As I advanced further into this war zone-like scene, a second stray thought came to mind: “Is this progress?” The answer is not so simple. Aren’t assessments of progress a matter of perspective?
By now it should be clear that this is not an article about the Urban Renewal Authority’s (URAs) controversial replacement project. Other Hong Kong voices have covered that controversy at great length. Rather, this is a “thought exercise” designed to stimulate discussion of the role Hong Kong’s many stakeholders may play in the broader urban planning process.
The Gage Street case is instructive. By the URA’s admission, it presented an “initial design concept” to the Central and Western District Council in early 2006, prior to the three-stage public consultation. During the consultation itself, this statutory, profit-driven body found the public’s responses “encouraging”. The redevelopers then went on to reflect public sentiments in the master plan, so we’re told.

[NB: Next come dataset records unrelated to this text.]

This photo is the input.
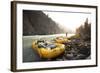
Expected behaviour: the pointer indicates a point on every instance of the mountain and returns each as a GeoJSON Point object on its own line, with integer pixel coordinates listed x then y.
{"type": "Point", "coordinates": [38, 23]}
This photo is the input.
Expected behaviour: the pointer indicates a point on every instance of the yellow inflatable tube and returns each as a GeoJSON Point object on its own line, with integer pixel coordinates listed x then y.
{"type": "Point", "coordinates": [49, 53]}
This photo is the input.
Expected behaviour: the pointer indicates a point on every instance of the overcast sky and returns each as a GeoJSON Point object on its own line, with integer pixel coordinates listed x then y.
{"type": "Point", "coordinates": [69, 20]}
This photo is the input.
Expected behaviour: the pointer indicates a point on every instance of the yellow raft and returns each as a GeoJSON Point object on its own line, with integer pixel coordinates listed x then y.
{"type": "Point", "coordinates": [61, 40]}
{"type": "Point", "coordinates": [49, 53]}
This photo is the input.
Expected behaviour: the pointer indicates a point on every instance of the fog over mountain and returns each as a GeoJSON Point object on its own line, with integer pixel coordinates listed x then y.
{"type": "Point", "coordinates": [38, 23]}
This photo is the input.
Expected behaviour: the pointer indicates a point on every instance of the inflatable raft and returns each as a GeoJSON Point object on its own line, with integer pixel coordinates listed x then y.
{"type": "Point", "coordinates": [48, 50]}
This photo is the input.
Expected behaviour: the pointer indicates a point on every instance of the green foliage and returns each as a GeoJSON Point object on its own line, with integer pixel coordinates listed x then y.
{"type": "Point", "coordinates": [84, 31]}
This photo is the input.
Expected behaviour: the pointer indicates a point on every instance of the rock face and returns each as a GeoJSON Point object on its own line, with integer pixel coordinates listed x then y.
{"type": "Point", "coordinates": [38, 23]}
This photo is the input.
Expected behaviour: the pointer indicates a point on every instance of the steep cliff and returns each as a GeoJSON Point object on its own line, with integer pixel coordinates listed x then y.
{"type": "Point", "coordinates": [38, 23]}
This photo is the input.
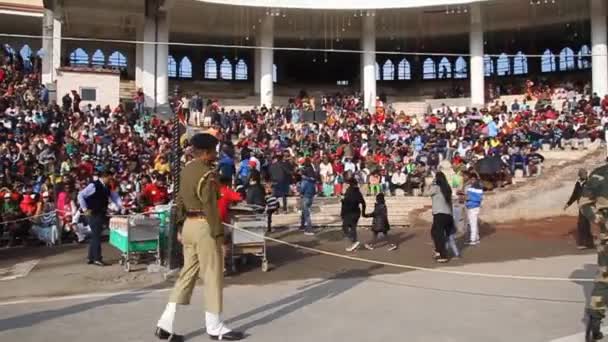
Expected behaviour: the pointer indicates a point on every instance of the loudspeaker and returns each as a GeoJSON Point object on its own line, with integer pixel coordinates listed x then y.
{"type": "Point", "coordinates": [320, 116]}
{"type": "Point", "coordinates": [308, 116]}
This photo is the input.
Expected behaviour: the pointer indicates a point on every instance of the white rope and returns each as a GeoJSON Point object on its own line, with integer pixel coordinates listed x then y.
{"type": "Point", "coordinates": [273, 48]}
{"type": "Point", "coordinates": [412, 267]}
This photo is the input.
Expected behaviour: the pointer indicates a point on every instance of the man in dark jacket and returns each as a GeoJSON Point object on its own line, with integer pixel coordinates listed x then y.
{"type": "Point", "coordinates": [353, 205]}
{"type": "Point", "coordinates": [93, 201]}
{"type": "Point", "coordinates": [307, 194]}
{"type": "Point", "coordinates": [584, 239]}
{"type": "Point", "coordinates": [226, 165]}
{"type": "Point", "coordinates": [280, 177]}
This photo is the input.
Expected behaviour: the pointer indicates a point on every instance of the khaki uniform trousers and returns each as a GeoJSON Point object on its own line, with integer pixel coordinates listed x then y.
{"type": "Point", "coordinates": [202, 257]}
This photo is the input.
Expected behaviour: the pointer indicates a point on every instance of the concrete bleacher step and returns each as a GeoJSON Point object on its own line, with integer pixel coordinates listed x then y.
{"type": "Point", "coordinates": [127, 89]}
{"type": "Point", "coordinates": [326, 211]}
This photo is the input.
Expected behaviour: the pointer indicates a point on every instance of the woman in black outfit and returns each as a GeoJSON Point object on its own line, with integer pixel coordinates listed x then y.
{"type": "Point", "coordinates": [256, 194]}
{"type": "Point", "coordinates": [353, 204]}
{"type": "Point", "coordinates": [443, 222]}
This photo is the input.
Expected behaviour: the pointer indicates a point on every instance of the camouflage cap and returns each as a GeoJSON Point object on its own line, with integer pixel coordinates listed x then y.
{"type": "Point", "coordinates": [204, 141]}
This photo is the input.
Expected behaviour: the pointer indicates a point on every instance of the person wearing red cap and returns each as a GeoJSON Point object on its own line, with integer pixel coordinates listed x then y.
{"type": "Point", "coordinates": [227, 198]}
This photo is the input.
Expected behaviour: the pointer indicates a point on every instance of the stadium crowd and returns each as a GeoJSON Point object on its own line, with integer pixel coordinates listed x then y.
{"type": "Point", "coordinates": [50, 151]}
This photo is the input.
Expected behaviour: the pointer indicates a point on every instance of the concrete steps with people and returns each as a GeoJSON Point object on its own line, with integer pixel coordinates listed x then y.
{"type": "Point", "coordinates": [543, 196]}
{"type": "Point", "coordinates": [326, 211]}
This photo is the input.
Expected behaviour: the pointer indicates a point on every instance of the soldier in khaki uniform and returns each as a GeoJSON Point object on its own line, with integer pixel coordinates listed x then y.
{"type": "Point", "coordinates": [202, 239]}
{"type": "Point", "coordinates": [594, 206]}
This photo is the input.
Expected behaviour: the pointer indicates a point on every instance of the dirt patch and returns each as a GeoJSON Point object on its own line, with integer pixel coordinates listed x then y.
{"type": "Point", "coordinates": [561, 227]}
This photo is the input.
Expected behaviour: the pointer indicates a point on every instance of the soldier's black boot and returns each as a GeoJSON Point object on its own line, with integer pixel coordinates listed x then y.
{"type": "Point", "coordinates": [593, 332]}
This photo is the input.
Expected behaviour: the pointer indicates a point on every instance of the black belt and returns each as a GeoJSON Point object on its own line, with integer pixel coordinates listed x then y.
{"type": "Point", "coordinates": [195, 213]}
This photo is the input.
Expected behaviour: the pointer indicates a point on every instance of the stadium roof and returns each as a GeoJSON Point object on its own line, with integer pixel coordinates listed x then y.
{"type": "Point", "coordinates": [343, 4]}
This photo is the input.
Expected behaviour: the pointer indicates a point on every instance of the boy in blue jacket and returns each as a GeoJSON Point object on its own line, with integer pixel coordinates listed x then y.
{"type": "Point", "coordinates": [474, 197]}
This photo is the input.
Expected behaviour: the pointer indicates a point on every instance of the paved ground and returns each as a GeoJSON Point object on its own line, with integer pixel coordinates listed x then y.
{"type": "Point", "coordinates": [310, 297]}
{"type": "Point", "coordinates": [352, 304]}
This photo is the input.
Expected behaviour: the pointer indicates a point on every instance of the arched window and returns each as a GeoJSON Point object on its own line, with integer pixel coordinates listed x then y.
{"type": "Point", "coordinates": [240, 71]}
{"type": "Point", "coordinates": [566, 59]}
{"type": "Point", "coordinates": [547, 61]}
{"type": "Point", "coordinates": [172, 67]}
{"type": "Point", "coordinates": [429, 72]}
{"type": "Point", "coordinates": [98, 58]}
{"type": "Point", "coordinates": [584, 58]}
{"type": "Point", "coordinates": [445, 68]}
{"type": "Point", "coordinates": [520, 64]}
{"type": "Point", "coordinates": [9, 49]}
{"type": "Point", "coordinates": [404, 72]}
{"type": "Point", "coordinates": [388, 71]}
{"type": "Point", "coordinates": [117, 60]}
{"type": "Point", "coordinates": [26, 52]}
{"type": "Point", "coordinates": [488, 65]}
{"type": "Point", "coordinates": [210, 69]}
{"type": "Point", "coordinates": [79, 57]}
{"type": "Point", "coordinates": [226, 69]}
{"type": "Point", "coordinates": [460, 68]}
{"type": "Point", "coordinates": [503, 65]}
{"type": "Point", "coordinates": [185, 68]}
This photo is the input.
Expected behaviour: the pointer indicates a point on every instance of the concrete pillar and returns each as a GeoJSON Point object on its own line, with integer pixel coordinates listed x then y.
{"type": "Point", "coordinates": [139, 59]}
{"type": "Point", "coordinates": [154, 74]}
{"type": "Point", "coordinates": [266, 61]}
{"type": "Point", "coordinates": [368, 62]}
{"type": "Point", "coordinates": [51, 44]}
{"type": "Point", "coordinates": [599, 51]}
{"type": "Point", "coordinates": [476, 51]}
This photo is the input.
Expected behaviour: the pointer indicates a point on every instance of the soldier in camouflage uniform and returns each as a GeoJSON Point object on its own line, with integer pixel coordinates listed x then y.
{"type": "Point", "coordinates": [202, 238]}
{"type": "Point", "coordinates": [594, 205]}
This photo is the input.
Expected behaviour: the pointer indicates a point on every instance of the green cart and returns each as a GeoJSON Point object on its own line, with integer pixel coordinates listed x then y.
{"type": "Point", "coordinates": [136, 237]}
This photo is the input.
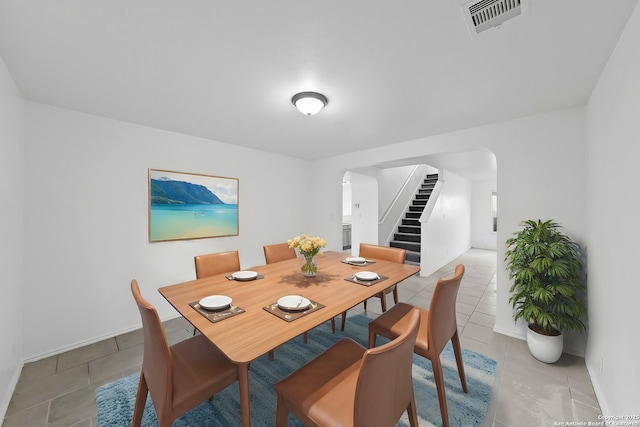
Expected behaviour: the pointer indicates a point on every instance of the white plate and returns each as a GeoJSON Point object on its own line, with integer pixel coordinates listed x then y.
{"type": "Point", "coordinates": [215, 302]}
{"type": "Point", "coordinates": [244, 275]}
{"type": "Point", "coordinates": [294, 302]}
{"type": "Point", "coordinates": [366, 275]}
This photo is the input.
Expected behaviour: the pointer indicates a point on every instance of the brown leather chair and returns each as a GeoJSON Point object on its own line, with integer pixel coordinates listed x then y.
{"type": "Point", "coordinates": [348, 385]}
{"type": "Point", "coordinates": [384, 253]}
{"type": "Point", "coordinates": [278, 252]}
{"type": "Point", "coordinates": [178, 377]}
{"type": "Point", "coordinates": [437, 327]}
{"type": "Point", "coordinates": [218, 263]}
{"type": "Point", "coordinates": [282, 252]}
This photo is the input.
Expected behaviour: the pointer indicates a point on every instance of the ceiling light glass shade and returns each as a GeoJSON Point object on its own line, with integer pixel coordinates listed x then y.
{"type": "Point", "coordinates": [309, 103]}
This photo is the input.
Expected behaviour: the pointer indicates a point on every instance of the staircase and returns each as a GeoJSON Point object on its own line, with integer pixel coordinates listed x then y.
{"type": "Point", "coordinates": [409, 234]}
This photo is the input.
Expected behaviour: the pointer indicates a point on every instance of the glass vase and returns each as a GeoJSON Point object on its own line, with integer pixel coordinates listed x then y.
{"type": "Point", "coordinates": [309, 267]}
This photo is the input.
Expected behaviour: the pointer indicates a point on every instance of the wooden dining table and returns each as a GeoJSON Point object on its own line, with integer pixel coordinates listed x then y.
{"type": "Point", "coordinates": [254, 332]}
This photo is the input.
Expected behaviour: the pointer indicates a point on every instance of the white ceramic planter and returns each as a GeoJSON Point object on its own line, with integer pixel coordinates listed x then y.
{"type": "Point", "coordinates": [547, 349]}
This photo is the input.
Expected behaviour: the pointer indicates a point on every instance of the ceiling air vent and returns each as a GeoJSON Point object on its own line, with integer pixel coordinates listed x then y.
{"type": "Point", "coordinates": [485, 14]}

Consultation exercises, like life, are rarely so simple. Indeed, an independent case study later revealed a more nuanced story.
During the exercise, there was a split between grassroots market occupants who agreed redevelopment was necessary without knowledge of alternatives and nearby middle-class residents who lamented the loss of intangible heritage value. On which stakeholder group’s feedback did the URA base its “encouragement”?
And let’s not forget the URA’s own opinions. By the time the consultation process arrived, that body had already set the general parameters for redevelopment based on an undisclosed 2005 “community aspiration survey”, general guidelines of which contained no criteria on the location’s social significance. This means that the URA must have made some value judgments when it launched the process.
The myth of values-neutral planning
Paul Davidoff would have seen the problem with the URA’s approach. Fifty years ago, this American planning theorist penned “Advocacy and Pluralism in Planning“, a reading staple in many planning classrooms today. As a point of departure, he criticises 20th century official planning agencies for their short-sighted belief that unitary urban plans can adequately balance community interests.
“Appropriate planning action cannot be prescribed from a position of value neutrality, for prescriptions are based on desired objectives,” Davidoff eloquently states.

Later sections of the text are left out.